From: thepipeline_xyz
The Monad DB is a custom-built state database crucial for achieving high performance in blockchain technology, particularly for the Ethereum Virtual Machine (EVM) [00:04:51]. Its development stems from identifying significant bottlenecks in existing blockchain architectures.

The Bottleneck of State Access

While parallel EVM execution is a significant narrative in crypto, Monad discovered early on that merely implementing a parallel EVM algorithm did not lead to substantial performance improvements [00:03:18]. The primary bottleneck was identified as state access [00:03:32].

In Ethereum, state (account information, slot data) is stored on SSDs [00:03:41]. The cost of reading from an SSD is considerable [00:03:48]. Crucially, the databases used by Ethereum and other EVM-compatible blockchains, such as PebbleDB or RocksDB, do not natively support parallel access [00:03:54]. This means that even if multiple virtual machines run in parallel, they still bottleneck when accessing the database, effectively resulting in single-file execution [00:04:05].

The most expensive parts of blockchain operations are:

  • Cryptography functions (e.g., elliptical curve cryptography, hashing) [00:09:11].
  • State access [00:09:21].

The business logic within most smart contracts is relatively inexpensive to execute compared to state access [00:09:21]. Paralyzing computation alone, therefore, yields minimal gains [00:09:44].

Limitations of General-Purpose Databases

Standard databases like LMDB, MDBX (B+ tree databases), and RocksDB, LevelDB (LSM trees) are general-purpose solutions [00:13:14]. While suitable for storing and searching general data, they are not optimized for the specific access patterns and performance requirements of a blockchain [00:13:34]. Their generic nature means they are “performant on average” but not for highly specialized, latency-sensitive applications like blockchain state management [00:13:50].

For instance, Go-Ethereum’s database structure involves embedding one data structure inside another on disk, which makes every request traverse two data structures, leading to a very expensive operation [00:12:47].

The Monad DB Approach

The realization of the state access bottleneck led Monad to develop a custom database [00:04:26] [00:14:29]. This approach draws inspiration from high-frequency trading (HFT), where specialized systems are built from scratch, optimizing every component to shave off latency [00:05:25] [00:14:05]. In HFT, standard libraries are avoided because customizing data structures to the specific trading model extracts significantly better performance from the hardware [00:13:59].

Applying this philosophy to blockchain, Monad recognized that understanding the exact data usage and storage patterns allows for building a database that leverages hardware capabilities to the maximum [00:14:16].

SSD Performance and Optimization

Modern SSDs are highly performant devices, capable of hundreds of thousands of I/O operations per second (IOPS) [00:12:09] [00:15:43]. However, many current blockchain clients using general-purpose databases fail to fully utilize this potential, resulting in poor performance [00:12:39].

A key aspect of Monad DB is its ability to drastically reduce the number of requests to the hardware. For instance, Monad DB might require only one or two requests to look up an account, whereas other data structures might make 20 requests for the same information if it’s not cached [00:16:46]. This “super optimization” extracts every last bit of performance from the SSD [00:16:59].

Avoiding Shortcuts

The “no shortcuts” philosophy adopted by Monad emphasizes deep optimization rather than simply throwing more expensive hardware at the problem [00:20:58]. A shortcut could be to require a very large amount of RAM to cache all state and avoid disk reads [00:11:37]. However, this is not sustainable for long-term growth and decentralization:

  • Cost: RAM is two orders of magnitude more expensive than SSDs (e.g., 2 TB of high-quality NVMe SSD costs about 20,000) [00:50:32].
  • Scalability: While state will grow over time, managing this growth is more feasible with affordable SSDs than constantly increasing RAM requirements [00:51:07].
  • Decentralization: High hardware requirements hinder participation from regular users, centralizing the network [00:21:17].
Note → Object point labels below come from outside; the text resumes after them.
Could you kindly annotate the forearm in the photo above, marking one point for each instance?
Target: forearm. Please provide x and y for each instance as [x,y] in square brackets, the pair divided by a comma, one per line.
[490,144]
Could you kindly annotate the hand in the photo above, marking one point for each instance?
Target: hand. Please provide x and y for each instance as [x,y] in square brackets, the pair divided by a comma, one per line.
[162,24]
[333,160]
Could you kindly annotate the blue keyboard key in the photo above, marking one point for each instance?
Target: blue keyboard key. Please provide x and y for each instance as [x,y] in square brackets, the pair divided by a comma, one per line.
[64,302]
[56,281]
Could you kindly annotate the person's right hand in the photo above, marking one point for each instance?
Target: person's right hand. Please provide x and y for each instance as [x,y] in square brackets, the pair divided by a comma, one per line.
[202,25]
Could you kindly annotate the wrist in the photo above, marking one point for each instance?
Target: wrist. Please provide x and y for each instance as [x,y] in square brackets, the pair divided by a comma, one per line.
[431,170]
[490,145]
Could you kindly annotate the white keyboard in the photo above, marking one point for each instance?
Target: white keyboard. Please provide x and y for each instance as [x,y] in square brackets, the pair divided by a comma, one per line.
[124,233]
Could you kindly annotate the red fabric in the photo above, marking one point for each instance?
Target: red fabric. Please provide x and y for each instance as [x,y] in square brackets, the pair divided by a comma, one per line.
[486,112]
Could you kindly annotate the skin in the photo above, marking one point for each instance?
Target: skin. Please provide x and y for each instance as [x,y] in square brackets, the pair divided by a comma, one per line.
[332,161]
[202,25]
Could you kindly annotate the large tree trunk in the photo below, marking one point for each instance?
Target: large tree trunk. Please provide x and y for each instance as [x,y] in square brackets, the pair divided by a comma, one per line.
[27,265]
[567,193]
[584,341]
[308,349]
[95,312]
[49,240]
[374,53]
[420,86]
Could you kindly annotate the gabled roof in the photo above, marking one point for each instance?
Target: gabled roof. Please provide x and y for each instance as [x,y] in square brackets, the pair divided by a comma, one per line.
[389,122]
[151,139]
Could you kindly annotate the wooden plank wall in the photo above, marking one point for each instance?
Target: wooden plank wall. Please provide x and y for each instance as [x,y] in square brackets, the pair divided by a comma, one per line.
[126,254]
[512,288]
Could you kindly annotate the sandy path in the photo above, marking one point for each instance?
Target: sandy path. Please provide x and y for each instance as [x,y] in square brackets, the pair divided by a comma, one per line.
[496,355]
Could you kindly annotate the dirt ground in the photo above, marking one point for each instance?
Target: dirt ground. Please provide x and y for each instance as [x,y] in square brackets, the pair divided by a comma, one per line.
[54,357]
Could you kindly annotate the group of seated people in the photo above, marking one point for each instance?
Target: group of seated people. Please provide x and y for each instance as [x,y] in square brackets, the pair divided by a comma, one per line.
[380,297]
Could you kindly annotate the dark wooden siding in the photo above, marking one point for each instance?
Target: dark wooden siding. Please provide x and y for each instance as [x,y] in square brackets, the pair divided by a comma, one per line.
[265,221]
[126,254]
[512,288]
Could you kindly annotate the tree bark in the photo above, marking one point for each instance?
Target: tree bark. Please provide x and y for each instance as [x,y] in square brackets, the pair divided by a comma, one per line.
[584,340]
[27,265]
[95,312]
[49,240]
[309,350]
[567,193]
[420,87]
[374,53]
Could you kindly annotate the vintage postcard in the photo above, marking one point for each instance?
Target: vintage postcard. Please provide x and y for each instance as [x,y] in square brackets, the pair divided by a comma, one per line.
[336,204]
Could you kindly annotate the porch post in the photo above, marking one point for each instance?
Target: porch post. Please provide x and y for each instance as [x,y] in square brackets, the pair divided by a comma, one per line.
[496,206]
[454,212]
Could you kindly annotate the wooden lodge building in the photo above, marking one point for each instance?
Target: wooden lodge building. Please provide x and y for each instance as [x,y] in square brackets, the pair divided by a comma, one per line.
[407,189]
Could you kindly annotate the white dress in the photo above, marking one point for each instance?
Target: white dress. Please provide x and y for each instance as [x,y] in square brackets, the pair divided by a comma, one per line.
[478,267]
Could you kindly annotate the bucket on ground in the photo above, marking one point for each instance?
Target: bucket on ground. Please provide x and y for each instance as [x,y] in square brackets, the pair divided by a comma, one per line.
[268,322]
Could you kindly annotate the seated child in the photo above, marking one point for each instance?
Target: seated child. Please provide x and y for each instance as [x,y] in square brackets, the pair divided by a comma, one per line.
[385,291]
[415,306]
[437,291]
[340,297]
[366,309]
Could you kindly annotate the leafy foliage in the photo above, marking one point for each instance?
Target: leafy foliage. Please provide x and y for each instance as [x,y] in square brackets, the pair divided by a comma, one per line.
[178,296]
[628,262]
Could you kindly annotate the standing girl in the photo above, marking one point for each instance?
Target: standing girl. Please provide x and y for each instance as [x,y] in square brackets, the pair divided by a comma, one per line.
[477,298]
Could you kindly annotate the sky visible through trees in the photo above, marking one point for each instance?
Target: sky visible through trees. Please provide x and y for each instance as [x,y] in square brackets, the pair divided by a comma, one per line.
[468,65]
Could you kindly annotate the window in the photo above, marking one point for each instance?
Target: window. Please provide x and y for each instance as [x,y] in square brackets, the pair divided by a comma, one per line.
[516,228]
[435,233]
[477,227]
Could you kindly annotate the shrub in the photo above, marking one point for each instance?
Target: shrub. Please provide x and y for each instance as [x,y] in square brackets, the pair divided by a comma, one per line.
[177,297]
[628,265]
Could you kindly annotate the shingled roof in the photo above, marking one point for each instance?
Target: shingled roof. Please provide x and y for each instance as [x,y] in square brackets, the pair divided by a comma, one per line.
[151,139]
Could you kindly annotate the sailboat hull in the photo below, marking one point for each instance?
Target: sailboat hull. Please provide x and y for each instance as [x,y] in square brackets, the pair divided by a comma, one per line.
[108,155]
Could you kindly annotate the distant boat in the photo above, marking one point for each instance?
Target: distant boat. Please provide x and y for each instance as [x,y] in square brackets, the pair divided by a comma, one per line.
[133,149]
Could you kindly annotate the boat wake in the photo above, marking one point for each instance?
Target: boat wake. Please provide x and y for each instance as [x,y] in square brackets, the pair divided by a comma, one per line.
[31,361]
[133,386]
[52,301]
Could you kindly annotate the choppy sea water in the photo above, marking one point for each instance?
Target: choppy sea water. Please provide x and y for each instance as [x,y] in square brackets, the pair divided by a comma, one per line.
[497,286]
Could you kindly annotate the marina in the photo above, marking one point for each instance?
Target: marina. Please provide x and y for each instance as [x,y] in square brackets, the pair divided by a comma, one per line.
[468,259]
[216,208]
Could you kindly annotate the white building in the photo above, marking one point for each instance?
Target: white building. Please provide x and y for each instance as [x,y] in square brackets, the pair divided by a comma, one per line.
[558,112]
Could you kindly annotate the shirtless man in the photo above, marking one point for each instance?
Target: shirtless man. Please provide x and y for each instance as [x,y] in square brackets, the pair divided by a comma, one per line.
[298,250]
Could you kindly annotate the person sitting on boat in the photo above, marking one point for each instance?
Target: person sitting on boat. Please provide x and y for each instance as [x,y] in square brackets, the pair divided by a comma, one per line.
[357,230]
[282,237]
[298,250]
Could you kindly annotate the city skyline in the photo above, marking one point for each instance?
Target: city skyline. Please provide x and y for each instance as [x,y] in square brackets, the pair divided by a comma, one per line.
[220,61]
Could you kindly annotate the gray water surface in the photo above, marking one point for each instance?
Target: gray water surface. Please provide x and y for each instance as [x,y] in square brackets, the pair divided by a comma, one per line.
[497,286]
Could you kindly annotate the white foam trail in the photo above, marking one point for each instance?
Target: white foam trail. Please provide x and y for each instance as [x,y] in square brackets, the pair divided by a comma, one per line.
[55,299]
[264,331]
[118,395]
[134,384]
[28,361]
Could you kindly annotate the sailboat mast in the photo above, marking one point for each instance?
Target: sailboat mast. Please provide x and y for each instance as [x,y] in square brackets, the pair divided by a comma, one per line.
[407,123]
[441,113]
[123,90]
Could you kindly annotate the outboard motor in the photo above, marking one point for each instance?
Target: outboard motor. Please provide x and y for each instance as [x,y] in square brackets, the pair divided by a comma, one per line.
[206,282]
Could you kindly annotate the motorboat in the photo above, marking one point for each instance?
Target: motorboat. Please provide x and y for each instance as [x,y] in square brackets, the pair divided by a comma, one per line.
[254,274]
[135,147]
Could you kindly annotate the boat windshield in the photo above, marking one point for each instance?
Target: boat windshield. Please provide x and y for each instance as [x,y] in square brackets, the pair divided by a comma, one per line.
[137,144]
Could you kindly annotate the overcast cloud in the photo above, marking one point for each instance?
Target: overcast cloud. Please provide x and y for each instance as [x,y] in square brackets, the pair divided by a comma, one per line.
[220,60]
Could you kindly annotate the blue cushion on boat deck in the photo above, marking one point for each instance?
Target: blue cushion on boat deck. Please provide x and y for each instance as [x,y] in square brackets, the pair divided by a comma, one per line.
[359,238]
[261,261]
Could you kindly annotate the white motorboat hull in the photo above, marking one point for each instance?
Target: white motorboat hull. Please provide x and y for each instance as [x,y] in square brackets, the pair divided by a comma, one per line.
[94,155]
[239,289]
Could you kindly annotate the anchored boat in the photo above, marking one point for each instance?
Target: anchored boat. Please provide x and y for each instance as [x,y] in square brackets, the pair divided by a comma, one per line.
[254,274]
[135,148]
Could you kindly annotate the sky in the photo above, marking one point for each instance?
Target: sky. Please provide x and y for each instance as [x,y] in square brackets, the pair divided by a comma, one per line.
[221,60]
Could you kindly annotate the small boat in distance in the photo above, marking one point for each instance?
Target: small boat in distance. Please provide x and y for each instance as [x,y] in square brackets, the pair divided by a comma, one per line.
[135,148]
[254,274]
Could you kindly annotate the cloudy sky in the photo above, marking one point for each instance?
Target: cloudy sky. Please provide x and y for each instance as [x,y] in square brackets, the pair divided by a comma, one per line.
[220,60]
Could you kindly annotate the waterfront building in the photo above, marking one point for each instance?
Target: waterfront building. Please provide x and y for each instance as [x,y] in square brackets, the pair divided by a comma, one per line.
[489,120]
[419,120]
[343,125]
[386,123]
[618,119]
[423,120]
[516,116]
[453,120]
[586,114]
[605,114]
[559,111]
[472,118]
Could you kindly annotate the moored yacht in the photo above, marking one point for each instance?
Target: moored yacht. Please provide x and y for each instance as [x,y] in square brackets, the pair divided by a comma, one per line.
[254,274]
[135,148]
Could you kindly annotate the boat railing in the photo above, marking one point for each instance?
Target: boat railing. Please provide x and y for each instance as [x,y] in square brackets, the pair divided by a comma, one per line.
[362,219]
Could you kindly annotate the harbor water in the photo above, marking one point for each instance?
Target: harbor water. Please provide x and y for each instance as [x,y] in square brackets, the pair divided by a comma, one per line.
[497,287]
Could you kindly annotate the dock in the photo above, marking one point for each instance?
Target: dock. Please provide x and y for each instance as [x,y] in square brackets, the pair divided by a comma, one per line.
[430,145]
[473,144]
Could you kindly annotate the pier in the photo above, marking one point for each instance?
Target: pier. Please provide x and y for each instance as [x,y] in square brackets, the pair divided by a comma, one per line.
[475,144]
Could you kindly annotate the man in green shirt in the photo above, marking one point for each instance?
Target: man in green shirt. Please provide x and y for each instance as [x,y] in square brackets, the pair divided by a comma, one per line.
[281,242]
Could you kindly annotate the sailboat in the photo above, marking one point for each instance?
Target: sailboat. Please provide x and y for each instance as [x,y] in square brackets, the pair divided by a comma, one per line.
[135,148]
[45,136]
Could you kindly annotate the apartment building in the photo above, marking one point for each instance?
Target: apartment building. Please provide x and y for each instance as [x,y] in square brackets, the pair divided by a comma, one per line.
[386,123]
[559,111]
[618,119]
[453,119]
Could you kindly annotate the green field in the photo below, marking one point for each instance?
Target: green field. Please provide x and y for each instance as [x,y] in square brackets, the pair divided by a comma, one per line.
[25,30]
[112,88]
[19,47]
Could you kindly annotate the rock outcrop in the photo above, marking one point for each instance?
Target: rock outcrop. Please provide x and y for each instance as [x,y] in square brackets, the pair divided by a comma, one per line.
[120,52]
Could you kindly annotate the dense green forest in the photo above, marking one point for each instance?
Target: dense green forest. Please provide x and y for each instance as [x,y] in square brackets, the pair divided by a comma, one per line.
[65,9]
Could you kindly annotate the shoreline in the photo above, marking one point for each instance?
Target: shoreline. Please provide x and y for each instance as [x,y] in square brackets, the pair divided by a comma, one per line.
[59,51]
Instead of relying on excessive RAM, Monad focuses on:

  • Building systems from the ground up to be performant [00:07:07].
  • Deeply understanding the hardware and making informed engineering decisions [00:23:21].
  • Conducting extensive quantitative experimentation with different database types to identify and address engineering issues [00:23:25].
  • Focusing on micro-optimizations (e.g., optimizing Translation Lookaside Buffer for 5% gain) that collectively lead to significant speedups [00:30:09].
  • Questioning common assumptions (e.g., whether access lists are truly beneficial for performance) and validating them through measurement and experimentation [00:31:44].

This comprehensive approach, focusing on a custom state database and fine-grained optimizations, is essential for unlocking true performance gains and enabling the EVM to scale [00:33:03].